Chicago Sanitary and Ship Canal connects Lake Michigan with the Des Plaines River by way of the Chicago River. The canal, which is sometimes called the Chicago Drainage Canal, carries Chicago’s treated sewage into the Des Plaines River, near Lockport, Ill. The Des Plaines flows southwest and joins the Illinois River.
The Mississippi River receives the Illinois River and carries its waters on to the Gulf of Mexico. Before completion of the canal in 1900, Chicago sewage was dumped into Lake Michigan . This caused pollution of water used in the city water system.
The natural course of the Chicago River is eastward, through downtown Chicago into Lake Michigan. Engineers made the river flow westward through the Drainage Canal. The river is now an outlet instead of an inlet of Lake Michigan. It was the first river in the world to flow away from its mouth.
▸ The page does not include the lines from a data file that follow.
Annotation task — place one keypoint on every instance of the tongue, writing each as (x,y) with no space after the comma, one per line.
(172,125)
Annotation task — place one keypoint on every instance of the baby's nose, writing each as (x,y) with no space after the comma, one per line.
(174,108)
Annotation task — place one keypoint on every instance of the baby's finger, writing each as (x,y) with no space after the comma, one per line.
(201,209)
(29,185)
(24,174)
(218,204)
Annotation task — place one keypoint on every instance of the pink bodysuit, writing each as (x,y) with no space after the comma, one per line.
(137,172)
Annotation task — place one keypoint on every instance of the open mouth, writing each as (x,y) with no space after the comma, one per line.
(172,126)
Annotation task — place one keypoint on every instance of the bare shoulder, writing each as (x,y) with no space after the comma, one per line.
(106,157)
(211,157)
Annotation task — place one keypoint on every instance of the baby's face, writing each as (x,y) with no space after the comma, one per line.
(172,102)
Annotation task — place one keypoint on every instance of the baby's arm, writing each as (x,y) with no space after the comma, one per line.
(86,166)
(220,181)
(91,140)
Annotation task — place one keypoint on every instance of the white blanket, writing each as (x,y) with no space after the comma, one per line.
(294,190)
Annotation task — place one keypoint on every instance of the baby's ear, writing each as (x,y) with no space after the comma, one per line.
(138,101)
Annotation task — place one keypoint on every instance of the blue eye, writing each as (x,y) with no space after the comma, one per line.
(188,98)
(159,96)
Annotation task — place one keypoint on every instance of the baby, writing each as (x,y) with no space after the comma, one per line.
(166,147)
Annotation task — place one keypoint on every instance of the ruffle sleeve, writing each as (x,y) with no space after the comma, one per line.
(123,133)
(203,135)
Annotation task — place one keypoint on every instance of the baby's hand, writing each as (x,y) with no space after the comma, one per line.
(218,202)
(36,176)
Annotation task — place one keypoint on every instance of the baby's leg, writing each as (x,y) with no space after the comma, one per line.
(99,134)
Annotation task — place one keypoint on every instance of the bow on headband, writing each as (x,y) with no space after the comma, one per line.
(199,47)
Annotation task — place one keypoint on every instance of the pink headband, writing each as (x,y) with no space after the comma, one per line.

Chicago’s sewage is treated in plants of the Metropolitan Water Reclamation District of Greater Chicago, then turned into the channel. The Chicago Sanitary and Ship Canal is 30 miles (48 kilometers) long, 202 feet (62 meters) wide, and 24 feet (7.3 meters) deep. The rate of flow is controlled by sluice gates at Chicago Harbor and at the O’Brien Lock in the Calumet River, and by pumps at Wilmette Harbor.
The canal was built between 1892 and 1900. It forms a link in the Illinois Waterway, a part of the Lakes-to-Gulf Waterway.